When he was asked whether nor not Patterson should retire, Liston replied:
“Who am I to tell a bird he can’t fly.”
Another time he was asked how long he hoped to retain the title. Liston replied,
“That’s like asking God how long you want to live–as long as I can.”
In an event leading up to his first fight with Cassius Clay, Liston urinated on a copy of “Time Magazine” that had Clay’s picture on the front cover. In the middle of Las Vegas in broad daylight no less.
Now I don’t know about the rest of you reading this, but the more I read about Liston, the more I like his particular brand of humor.
Anticipating his upcoming first fight with Clay, Liston remarked,
“I’m liable to be locked up for murder if I fight him.”
He was an inveterate practical joker. Once he used an electrical buzzer on a cop as he started to shake the officer’s hand. He had to pay hundreds of dollars of fines and court costs afterwards but for Sonny, the prank had been well worth it.
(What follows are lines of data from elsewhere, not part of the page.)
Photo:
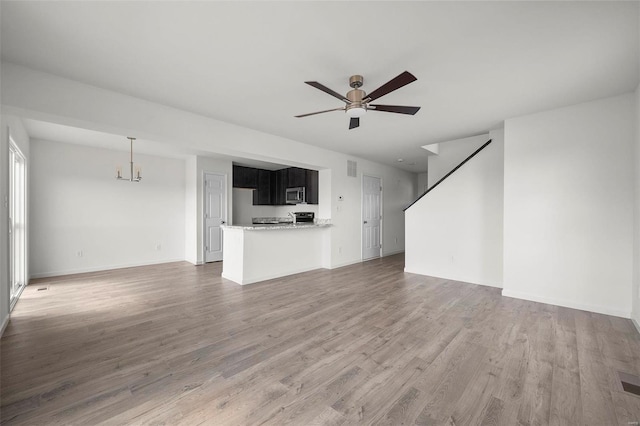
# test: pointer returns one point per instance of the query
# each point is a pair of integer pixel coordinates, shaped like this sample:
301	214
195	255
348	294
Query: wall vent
352	168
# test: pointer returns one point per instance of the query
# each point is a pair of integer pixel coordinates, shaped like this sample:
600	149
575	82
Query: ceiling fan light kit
357	101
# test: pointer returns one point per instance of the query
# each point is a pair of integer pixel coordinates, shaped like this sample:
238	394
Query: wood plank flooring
363	344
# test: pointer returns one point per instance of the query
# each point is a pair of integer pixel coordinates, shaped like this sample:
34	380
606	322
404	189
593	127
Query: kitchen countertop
276	226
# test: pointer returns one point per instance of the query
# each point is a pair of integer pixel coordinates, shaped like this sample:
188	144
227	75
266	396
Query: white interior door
215	214
371	217
17	222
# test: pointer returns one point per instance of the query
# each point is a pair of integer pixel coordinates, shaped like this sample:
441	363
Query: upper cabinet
262	196
245	177
271	186
312	186
296	177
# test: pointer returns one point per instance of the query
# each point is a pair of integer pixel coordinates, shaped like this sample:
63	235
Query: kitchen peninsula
259	252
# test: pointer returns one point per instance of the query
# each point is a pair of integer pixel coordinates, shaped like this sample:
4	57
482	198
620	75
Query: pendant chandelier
132	178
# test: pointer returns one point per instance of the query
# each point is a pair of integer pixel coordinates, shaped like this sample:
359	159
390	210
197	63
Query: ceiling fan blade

He used to carry a double headed quarter with him at all times.
But Big Bad Sonny Liston was still an ex con who kept getting in scrapes with the police,
and that’s what I kept hearing in the media.
The more I keep reading about him the more I like him. Then of course there’s all those links to organized crime. But back in his time, professional boxing was nearly totally controlled by organized crime. In those times about the only way you could get to the top was to go through the mob. Very few top fighters were able to escape being connected on one level or another with the underworld.
Then there’s that last enduring image of him dying from a heroin overdose. Except practically everyone who knew him said he was afraid of needles. Some say he had a heart attack. Others claim he was murdered by either his mob connections or other unsavory types he might have crossed.
Joe Louis called Big Bad Sonny Liston the greatest heavyweight of them all. But he lost twice to Muhammad Ali who fought Liston under his slave name Cassius Clay. There’s a lot of controversy about both fights. And even if he hadn’t thrown either one, he was still forty at the time of his rematch although his given age was more like 32. And forty year old fighters very rarely win heavyweight titles nor do they successfully defend them. So how good was Liston really?
Just watch the you tube videos I’ve listed below and judge for yourself.
Sonny Liston vs Cleveland Williams II–March 21, 1960
Liston vs Eddie Machen–September 7, 1960 Eddie Machen was one of the few fighters to go the distance with Liston. Machen felt that he had Liston’s number and knew how to beat him. Well–almost. But almost only counts in horse shoes.
Liston vs Albert Westphal–December 4, 1961
An easy victory for Liston?
Liston vs Patterson 1–September 25, 1962 He would have been a great fighter had he been a light heavyweight. But after allegedly ducking the cream of the heavyweight division, Floyd finally had to face reality in the form of Sonny Liston–a reality that had most likely been Floyd’s worse nightmare.
Liston vs Patterson 2-– the rematch Once again Liston demolishes Patterson in just one round. This time it takes one minute and fifty seconds
But now look at this one. It’s August 6, 1958 when Liston knocks Wayne Bethea out in the first round.
In 1958 when he defeats Burt Winehurst by knocking him out of the ring in the 10th round as the bell sounds on the count of nine.
Sonny Liston vs Cleveland Williams I–April 15, 1959 Cleveland Williams was one of the heaviest punchers in the ring when Liston was in his prime.
It’s December 9, 1959 when he TKO’s Willi Besmanoff in 6 rounds
In 1960 when Liston knocks out Roy Harris in the first round.
I see another Liston here.
Is this the man Joe Louis called, “The Best Heavyweight of all time?”
When for many Joe Louis was the best of all? This is before Big Bad Sonny Liston knocked out Floyd Patterson in their two title fights, twice in the first round. In my opinion Sonny Liston hit his prime during these years before the Patterson bouts that brought him the heavyweight crown. By the time he fought Patterson he was already starting to show his age, which was reputedly around 40 when he first faced Clay.
I wish I had spoken out to him back at Kiel Auditorium. There is too much that has been said about the other side of Sonny Liston. And he loved kids, both white and black.